Group Testing for Accurate and Efficient Range-Based Near Neighbor Search : An Adaptive Binary Splitting Approach

This work presents an adaptive group testing framework for the range-based high dimensional near neighbor search problem. The proposed method detects high-similarity vectors from an extensive collection of high dimensional vectors, where each vector represents an image descriptor. Our method efficiently marks each item in the collection as neighbor or non-neighbor on the basis of a cosine distance threshold without exhaustive search. Like other methods in the domain of large scale retrieval, our approach exploits the assumption that most of the items in the collection are unrelated to the query. Unlike other methods, it does not assume a large difference between the cosine similarity of the query vector with the least related neighbor and that with the least unrelated non-neighbor. Following the procedure of binary splitting, a multi-stage adaptive group testing algorithm, we split the set of items to be searched into half at each step, and perform dot product tests on smaller and smaller subsets, many of which we are able to prune away. We experimentally show that our method achieves a speed-up over exhaustive search by a factor of more than ten with an accuracy same as that of exhaustive search, on a variety of large datasets. We present a theoretical analysis of the expected number of distance computations per query and the probability that a pool with a certain number of members will be pruned.
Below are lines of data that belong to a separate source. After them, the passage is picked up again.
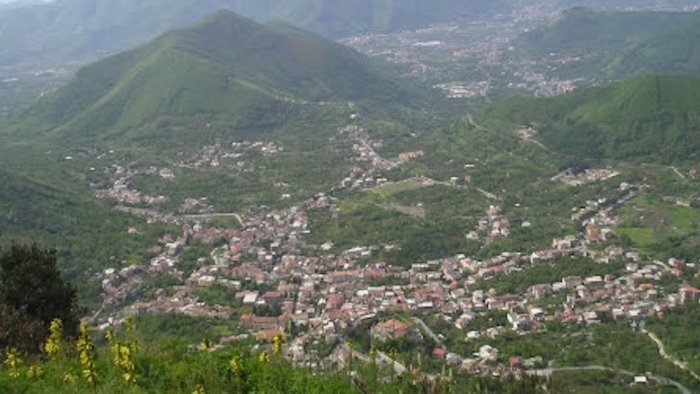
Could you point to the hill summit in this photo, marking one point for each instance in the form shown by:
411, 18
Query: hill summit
227, 65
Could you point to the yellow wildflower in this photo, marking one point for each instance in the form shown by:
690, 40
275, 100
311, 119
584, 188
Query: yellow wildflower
264, 357
13, 362
52, 347
34, 372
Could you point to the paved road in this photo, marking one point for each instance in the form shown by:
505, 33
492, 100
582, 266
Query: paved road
206, 216
662, 352
430, 332
663, 381
399, 368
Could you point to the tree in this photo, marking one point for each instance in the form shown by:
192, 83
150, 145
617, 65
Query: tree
34, 293
19, 330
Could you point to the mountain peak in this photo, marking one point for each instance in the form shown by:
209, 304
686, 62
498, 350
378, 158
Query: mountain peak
226, 65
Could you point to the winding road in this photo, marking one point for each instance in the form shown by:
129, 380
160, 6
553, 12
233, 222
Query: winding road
663, 381
662, 351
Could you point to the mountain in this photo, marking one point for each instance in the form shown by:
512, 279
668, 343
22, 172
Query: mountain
581, 31
675, 51
618, 45
85, 29
647, 118
226, 67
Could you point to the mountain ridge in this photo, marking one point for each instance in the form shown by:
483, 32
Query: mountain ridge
227, 64
646, 118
In this way, our method exploits very useful and practical distributional properties unlike other methods. In our method, all required data structures are created purely offline. Moreover, our method does not impose any strong assumptions on the number of true near neighbors, is adaptible to streaming settings where new vectors are dynamically added to the database, and does not require any parameter tuning.

翻译：本文提出了一种自适应组测试框架，用于解决基于范围的高维近邻搜索问题。该方法能从大规模高维向量集合中检测出高相似度向量，其中每个向量代表一个图像描述符。我们的方法无需穷举搜索，即可基于余弦距离阈值高效地将集合中的每个项标记为近邻或非近邻。与大规模检索领域的其他方法类似，本方法利用了集合中大部分项与查询无关的假设，但不同于其他方法，它不要求查询向量与最不相关近邻及最不相关非近邻之间的余弦相似度存在显著差异。遵循二分分裂的多阶段自适应组测试流程，我们在每一步将待搜索的项集一分为二，并在越来越小的子集上进行点积测试，从而能对其中许多子集进行剪枝。实验表明，在多种大规模数据集上，本方法相比穷举搜索实现了超过十倍的加速比，同时保持与穷举搜索相同的精度。我们给出了每查询预期距离计算次数以及包含特定成员数量的池将被剪枝的概率的理论分析。通过这种方式，本方法利用了非常实用且具实际意义的数据分布特性，而这正是其他方法所不具备的。在本方法中，所有必要的数据结构均离线构建。此外，本方法不对真实近邻数量施加强假设，能适应动态向数据库新增向量的流式场景，且无需任何参数调优。